Eden
Oct 25, 2021 13:27
1. Definition of trend:
To put it simply, the trend is the direction of market movement. Under normal circumstances, the market will not go straight in a certain direction. The characteristics of market movements are characterized by shocks, which are similar to a series of waves that have followed and have obvious peaks and valleys. The so-called trend is the direction in which these peaks and troughs rise or fall in turn.
We define the upward trend as: a series of rising peaks and troughs; in other words, in a certain period, the market price continues to break through the high point of the previous wave, creating a new high, but not falling before the callback process. The process of a wave of low points is an upward trend.
We define the downward trend as: a series of peaks and troughs that fall in turn; in other words, in a certain period, the market price continues to fall below the low point of the previous wave, creating a new low, but it cannot rise in the rebound process. The process of the high point of the previous wave is the downward trend.
The lateral trend is defined as: a series of horizontally extending peaks and troughs. The horizontal trend is also called no trend.
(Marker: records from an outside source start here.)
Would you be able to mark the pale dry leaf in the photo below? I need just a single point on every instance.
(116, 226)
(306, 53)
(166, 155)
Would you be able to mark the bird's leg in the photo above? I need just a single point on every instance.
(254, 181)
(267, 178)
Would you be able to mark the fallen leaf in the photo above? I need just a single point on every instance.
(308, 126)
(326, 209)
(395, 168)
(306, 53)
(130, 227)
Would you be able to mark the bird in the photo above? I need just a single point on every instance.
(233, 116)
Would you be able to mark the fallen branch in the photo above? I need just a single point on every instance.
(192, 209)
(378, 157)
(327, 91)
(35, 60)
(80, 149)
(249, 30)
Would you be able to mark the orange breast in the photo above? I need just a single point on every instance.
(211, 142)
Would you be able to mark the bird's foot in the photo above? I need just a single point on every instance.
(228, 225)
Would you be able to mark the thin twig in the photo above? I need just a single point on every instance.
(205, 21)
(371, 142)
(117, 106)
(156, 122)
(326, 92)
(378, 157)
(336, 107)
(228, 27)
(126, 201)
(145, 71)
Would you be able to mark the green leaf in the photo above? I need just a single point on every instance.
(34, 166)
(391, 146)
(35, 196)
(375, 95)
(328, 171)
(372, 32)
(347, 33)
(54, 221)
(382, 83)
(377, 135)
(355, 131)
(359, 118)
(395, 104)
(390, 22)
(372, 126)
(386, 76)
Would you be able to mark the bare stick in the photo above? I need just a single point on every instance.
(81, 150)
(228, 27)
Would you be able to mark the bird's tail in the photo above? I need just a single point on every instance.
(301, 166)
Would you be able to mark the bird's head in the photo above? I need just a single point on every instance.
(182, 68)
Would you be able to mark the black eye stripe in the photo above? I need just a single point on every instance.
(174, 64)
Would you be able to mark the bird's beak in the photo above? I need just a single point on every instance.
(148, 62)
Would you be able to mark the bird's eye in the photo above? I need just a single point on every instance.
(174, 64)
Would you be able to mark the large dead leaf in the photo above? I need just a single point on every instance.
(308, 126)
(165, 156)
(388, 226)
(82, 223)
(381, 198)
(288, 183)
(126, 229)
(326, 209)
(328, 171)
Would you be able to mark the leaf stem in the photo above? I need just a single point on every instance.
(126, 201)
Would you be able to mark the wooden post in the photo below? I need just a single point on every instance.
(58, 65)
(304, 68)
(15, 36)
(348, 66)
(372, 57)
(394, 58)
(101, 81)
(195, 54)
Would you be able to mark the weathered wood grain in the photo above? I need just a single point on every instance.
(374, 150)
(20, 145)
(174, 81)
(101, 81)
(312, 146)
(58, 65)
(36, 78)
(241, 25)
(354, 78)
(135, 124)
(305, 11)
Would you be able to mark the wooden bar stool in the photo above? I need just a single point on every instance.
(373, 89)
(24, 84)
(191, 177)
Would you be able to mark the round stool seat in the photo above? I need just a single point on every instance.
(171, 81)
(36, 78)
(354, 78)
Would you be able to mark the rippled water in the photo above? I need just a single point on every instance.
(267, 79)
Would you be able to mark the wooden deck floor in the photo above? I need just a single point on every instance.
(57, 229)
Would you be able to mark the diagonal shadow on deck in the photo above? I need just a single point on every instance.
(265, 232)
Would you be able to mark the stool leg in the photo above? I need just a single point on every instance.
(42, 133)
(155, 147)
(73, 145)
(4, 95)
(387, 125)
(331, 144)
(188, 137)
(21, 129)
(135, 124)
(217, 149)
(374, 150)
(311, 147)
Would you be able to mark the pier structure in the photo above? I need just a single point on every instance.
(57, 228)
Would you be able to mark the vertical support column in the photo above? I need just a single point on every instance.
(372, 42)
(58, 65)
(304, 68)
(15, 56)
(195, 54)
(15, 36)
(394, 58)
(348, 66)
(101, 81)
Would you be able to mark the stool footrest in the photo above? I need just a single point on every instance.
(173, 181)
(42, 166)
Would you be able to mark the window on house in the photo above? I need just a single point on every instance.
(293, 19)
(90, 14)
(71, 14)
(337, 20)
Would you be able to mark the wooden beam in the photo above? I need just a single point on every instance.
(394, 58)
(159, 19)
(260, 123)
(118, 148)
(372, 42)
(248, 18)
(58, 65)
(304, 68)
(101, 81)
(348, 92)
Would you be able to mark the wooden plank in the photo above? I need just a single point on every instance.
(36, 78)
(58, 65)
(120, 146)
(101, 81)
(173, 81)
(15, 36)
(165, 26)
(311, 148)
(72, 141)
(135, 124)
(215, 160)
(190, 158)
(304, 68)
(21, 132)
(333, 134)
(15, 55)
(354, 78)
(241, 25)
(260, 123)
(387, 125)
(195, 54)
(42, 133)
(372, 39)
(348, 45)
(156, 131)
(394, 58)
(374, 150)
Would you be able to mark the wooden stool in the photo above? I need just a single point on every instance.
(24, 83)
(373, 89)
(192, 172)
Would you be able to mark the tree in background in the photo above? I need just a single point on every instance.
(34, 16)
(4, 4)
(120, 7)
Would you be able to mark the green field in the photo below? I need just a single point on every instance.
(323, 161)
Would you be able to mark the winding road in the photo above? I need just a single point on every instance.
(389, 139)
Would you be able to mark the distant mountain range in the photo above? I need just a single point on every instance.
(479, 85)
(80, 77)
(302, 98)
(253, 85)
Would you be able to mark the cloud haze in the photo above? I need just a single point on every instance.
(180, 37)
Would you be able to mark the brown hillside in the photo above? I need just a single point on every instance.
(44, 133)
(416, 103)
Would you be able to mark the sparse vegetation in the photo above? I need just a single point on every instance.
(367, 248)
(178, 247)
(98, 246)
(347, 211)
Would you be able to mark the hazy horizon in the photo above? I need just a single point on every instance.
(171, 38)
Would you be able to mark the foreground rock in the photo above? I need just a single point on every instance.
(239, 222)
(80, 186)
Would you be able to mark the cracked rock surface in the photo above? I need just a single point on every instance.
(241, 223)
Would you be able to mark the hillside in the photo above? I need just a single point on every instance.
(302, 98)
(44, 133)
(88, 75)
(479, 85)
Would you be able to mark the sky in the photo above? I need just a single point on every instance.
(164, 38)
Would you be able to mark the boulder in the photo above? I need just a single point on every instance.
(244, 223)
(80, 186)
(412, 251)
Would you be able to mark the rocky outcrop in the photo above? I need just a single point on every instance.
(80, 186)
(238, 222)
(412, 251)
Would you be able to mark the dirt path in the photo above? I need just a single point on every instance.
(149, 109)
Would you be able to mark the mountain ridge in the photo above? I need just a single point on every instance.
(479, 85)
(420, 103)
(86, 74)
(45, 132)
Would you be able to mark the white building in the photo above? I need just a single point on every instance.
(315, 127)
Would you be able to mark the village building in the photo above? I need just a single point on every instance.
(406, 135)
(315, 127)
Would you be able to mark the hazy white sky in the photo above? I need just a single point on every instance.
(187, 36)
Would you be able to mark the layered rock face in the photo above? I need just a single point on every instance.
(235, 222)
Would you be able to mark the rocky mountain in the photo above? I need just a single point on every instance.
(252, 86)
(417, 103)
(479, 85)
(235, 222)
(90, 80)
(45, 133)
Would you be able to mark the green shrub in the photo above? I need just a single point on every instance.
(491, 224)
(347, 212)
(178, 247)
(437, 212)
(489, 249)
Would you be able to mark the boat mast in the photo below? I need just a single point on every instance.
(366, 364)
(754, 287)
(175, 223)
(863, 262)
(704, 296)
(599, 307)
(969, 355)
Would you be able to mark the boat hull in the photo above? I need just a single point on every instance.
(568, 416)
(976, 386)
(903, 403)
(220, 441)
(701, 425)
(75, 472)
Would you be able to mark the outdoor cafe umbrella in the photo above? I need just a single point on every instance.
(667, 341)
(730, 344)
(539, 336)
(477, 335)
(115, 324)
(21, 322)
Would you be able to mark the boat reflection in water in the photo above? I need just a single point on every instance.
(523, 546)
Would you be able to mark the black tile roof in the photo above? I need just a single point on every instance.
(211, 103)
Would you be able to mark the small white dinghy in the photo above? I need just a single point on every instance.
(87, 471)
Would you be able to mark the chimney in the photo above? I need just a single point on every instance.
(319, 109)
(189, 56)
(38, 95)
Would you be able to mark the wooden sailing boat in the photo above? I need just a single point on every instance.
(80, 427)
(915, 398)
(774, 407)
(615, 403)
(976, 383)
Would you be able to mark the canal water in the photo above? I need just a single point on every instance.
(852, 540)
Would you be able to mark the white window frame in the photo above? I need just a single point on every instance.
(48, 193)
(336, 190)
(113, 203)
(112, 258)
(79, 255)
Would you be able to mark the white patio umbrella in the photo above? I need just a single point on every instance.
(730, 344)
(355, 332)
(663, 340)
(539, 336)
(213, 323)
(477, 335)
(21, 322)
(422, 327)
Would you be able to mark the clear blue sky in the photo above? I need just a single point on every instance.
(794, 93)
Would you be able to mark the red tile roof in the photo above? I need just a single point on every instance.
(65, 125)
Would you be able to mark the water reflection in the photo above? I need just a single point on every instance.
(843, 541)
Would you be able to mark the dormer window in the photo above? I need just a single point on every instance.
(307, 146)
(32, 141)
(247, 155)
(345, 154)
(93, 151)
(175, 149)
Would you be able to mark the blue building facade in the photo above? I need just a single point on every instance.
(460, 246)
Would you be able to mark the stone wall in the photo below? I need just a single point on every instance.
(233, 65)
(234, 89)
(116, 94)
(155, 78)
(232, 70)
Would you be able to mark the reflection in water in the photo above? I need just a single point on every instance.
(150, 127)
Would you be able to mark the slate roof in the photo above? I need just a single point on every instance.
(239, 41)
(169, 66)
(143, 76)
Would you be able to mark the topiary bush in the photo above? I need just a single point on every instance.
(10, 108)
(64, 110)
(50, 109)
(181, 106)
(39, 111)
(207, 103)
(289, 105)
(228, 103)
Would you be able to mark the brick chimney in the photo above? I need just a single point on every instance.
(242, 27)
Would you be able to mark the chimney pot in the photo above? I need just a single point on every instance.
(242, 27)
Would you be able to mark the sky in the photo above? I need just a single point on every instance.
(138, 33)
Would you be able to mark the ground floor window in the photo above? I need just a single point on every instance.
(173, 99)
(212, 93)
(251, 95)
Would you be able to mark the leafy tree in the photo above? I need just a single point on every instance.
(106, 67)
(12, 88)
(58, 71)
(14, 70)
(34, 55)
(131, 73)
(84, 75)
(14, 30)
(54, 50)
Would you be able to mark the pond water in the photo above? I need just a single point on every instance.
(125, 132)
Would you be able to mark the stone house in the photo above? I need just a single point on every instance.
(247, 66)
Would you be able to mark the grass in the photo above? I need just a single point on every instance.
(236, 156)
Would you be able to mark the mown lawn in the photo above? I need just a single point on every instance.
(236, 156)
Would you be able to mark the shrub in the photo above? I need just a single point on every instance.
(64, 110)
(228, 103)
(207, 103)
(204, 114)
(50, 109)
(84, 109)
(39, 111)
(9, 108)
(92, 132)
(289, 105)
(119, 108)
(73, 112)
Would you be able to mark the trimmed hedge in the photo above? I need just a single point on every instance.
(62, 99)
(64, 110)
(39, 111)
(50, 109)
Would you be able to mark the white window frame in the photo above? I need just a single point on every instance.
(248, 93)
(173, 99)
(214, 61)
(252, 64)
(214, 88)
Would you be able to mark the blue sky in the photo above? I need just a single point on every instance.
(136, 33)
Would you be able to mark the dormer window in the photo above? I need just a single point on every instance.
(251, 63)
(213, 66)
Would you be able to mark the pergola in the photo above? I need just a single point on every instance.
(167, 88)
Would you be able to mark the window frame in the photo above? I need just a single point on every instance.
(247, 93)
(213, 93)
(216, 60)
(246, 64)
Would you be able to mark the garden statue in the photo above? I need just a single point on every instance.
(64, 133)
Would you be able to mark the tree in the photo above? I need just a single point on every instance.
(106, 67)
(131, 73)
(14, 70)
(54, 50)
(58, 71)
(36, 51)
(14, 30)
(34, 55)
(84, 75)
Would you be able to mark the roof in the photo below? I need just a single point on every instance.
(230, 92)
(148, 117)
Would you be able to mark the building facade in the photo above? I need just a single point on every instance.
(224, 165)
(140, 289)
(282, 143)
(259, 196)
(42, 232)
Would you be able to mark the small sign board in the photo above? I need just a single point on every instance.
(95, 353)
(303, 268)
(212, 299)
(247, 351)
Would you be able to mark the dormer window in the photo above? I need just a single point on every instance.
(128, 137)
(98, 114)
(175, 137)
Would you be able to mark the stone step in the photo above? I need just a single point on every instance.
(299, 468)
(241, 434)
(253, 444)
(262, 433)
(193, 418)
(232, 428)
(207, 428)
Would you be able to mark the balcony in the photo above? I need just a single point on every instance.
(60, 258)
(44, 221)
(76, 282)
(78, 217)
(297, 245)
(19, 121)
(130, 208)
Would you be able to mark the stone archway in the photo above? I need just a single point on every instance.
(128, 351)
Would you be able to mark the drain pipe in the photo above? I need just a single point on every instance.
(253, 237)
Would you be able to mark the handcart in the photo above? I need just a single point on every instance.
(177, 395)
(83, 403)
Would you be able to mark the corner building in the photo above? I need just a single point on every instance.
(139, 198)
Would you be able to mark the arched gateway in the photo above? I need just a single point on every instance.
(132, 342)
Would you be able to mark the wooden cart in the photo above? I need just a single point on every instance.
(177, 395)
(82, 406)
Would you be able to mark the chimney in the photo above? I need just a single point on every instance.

2. the trend line drawing method
A trendline is a line drawn over pivot highs or under pivot lows to show the prevailing direction of price. Trendlines are a visual representation of support and resistance in any time frame. They show direction and speed of price, and also describe patterns during periods of price contraction.
I. Uptrend line:
● Definition:
A "bullish" trend line is used when prices have been increasing. An "uptrend" is broadly defined as a series of higher highs and higher lows. A bullish (rising) trend line is drawn by connecting two or more recent lows in price, and extending the line into the future, up and to the right.
II. Downtrend line
● Definition:
A “bearish” trend line is used when prices have been decreasing. A “downtrend” is broadly defined as a series of lower highs and lower lows. A bearish (or declining) trend line is drawn by connecting two or more recent highs in price, and extending the line into the future, down and to the right.
3. Characteristics of the trend line
(1) There are three levels of trend: the trend is divided into three types: main trend, secondary trend, and short-term trend. We must clearly define the level when we talk about trends.
(2) The type can be uniquely determined: no matter how the market moves, we can judge which trend the market is in. It is not an upward trend, it must be a downward trend or a horizontal trend.
(3) The trend is relatively stable: once a trend is formed, it needs sufficient strength to change the direction of this trend, and the trend tends to move forward in the original direction.
4.the meaning of the trend line
Trendline: A line used by technical analysts to plot past price movements for a particular subject. The purpose is to predict future price changes. This line is formed by linking the highest or lowest price points of the rise or fall of the trading target during a specific period of time. The final line angle will indicate whether the subject of the transaction is on a rising or falling trend.
If the price rises above the downwardly inclined trend line, or falls below the upwardly inclined trend line, technical analysts generally believe that a new price trend may emerge. Trend line analysis is generally considered to be a method of technical analysis, but trend line analysis must be combined with other technical analysis to make the effect possible.